Ракель взяла свечу и поднесла ее поближе к девушке. Когда свет упал на тонкие нежные черты ее лица, она с удивлением втянула в себя воздух.
— Она выглядит… — тачала Ракель, заметила, что монахини наблюдают за ней, и повторила: — Она выглядит больной, отец. Глаза запали, губы сухие и потрескавшиеся, у нее бледная кожа и… — Дверь отворилась, впустив немного прохладного воздуха и двух монахинь с большим количеством свечей. Они установили их на столах около кровати и зажгли. — Они принесли больше свечей. Теперь я могу видеть, что кожа у нее серая, но без желтизны. На щеках лихорадочные пятна. Она мотает головой из стороны в сторону, как будто страдает от сильной боли, но лежит на спине, и спина твердая и прямая.
— Спроси ее, мягко и осторожно, где она чувствует боль.
Ракель встала на колени около кровати, приблизив лицо к больной.
— Госпожа, — прошептала она, — вы слышите меня? — Голова, больше похожая на череп, слегка шевельнулась. — Скажите мне, где болит?
— Попроси ее, чтобы она указала, если сможет, место, где чувствует боль. И встань между нею и этими надоедливыми монахинями.
Донья Исабель услышала и протянула руку. Она притянула Ракель поближе к себе и хрипло зашептала ей на ухо.
Ракель встала на цыпочки и зашептала отцу на ухо:
— Она говорит, что опухоль находится на бедре, отец.
Исаак повернулся, двигая головой взад-вперед, чтобы определить, где находится больничная сестра.
— В этой комнате слишком много народа, сестра, — властно сказал он. — Они загрязняют воздух и нарушают покой больной. Отошлите их.

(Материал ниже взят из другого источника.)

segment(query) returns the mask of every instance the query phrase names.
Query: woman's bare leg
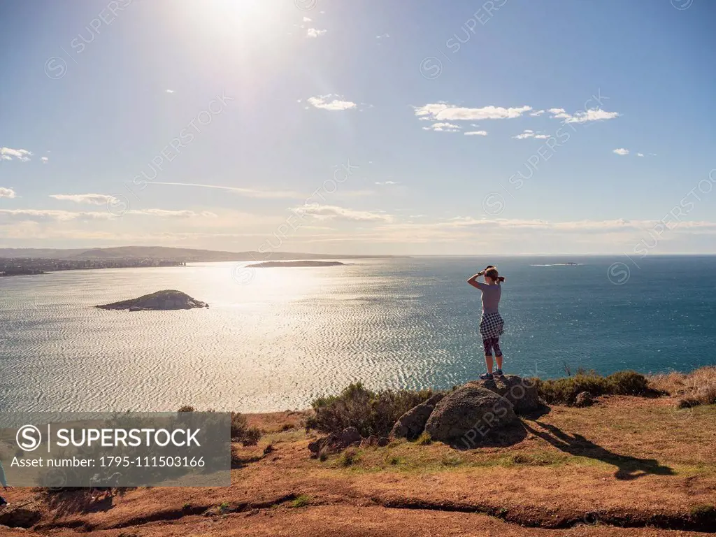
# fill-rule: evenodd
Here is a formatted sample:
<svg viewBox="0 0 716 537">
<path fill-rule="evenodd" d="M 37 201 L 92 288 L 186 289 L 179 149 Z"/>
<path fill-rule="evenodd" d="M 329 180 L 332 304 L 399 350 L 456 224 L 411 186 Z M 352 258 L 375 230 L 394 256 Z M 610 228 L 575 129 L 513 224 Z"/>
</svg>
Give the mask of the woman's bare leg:
<svg viewBox="0 0 716 537">
<path fill-rule="evenodd" d="M 485 355 L 485 364 L 488 367 L 488 372 L 490 373 L 490 374 L 492 374 L 493 367 L 494 367 L 494 364 L 493 364 L 492 354 Z"/>
</svg>

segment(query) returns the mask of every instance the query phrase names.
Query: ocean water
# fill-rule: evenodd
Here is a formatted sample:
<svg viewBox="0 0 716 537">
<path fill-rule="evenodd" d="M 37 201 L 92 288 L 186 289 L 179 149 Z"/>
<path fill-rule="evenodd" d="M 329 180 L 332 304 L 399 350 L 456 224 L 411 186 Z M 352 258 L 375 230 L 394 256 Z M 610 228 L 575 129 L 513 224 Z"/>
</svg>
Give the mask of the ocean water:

Сестра Бенвенгуда посмотрела на сестру Агнету; та мрачно кивнула.
— Как скажете, мастер, — сказала больничная сестра. — Но, конечно, это не касается сестры Теклы? Она была нашей опытной и уважаемой больничной сестрой и может оказать вам огромную помощь. — Ее голос упал до шепота. — Она работала здесь одна после того, как все ее помощники были унесены смертью. Она будет очень огорчена, если ее отошлют прочь. — Она снова возвысила голос. — Сестра Текла готовит припарку из отрубей и овса, возможно, это будет необходимо.
— Я тоже потерял ценного помощника во время чумы, — сказал Исаак. — Но Господь в Его мудрости дал мне умную дочь с ловкими пальцами, которая заняла его место. Конечно, сестра Текла может остаться. Она не помешает.
— Я тоже останусь, — сказала сестра Агнета. — Больше никто не нужен. Я останусь здесь, возле двери, и буду сообщать все, что надо будет передать. Сестра, вы можете подождать снаружи, пока вы не понадобитесь.
Сестра Бенвенгуда бросила на нее злобный взгляд и направилась к двери.
— Спасибо, сестра, — сказал Исаак. Он подождал, когда шаги стихнут и дверь закроется, после чего снова повернулся к больной.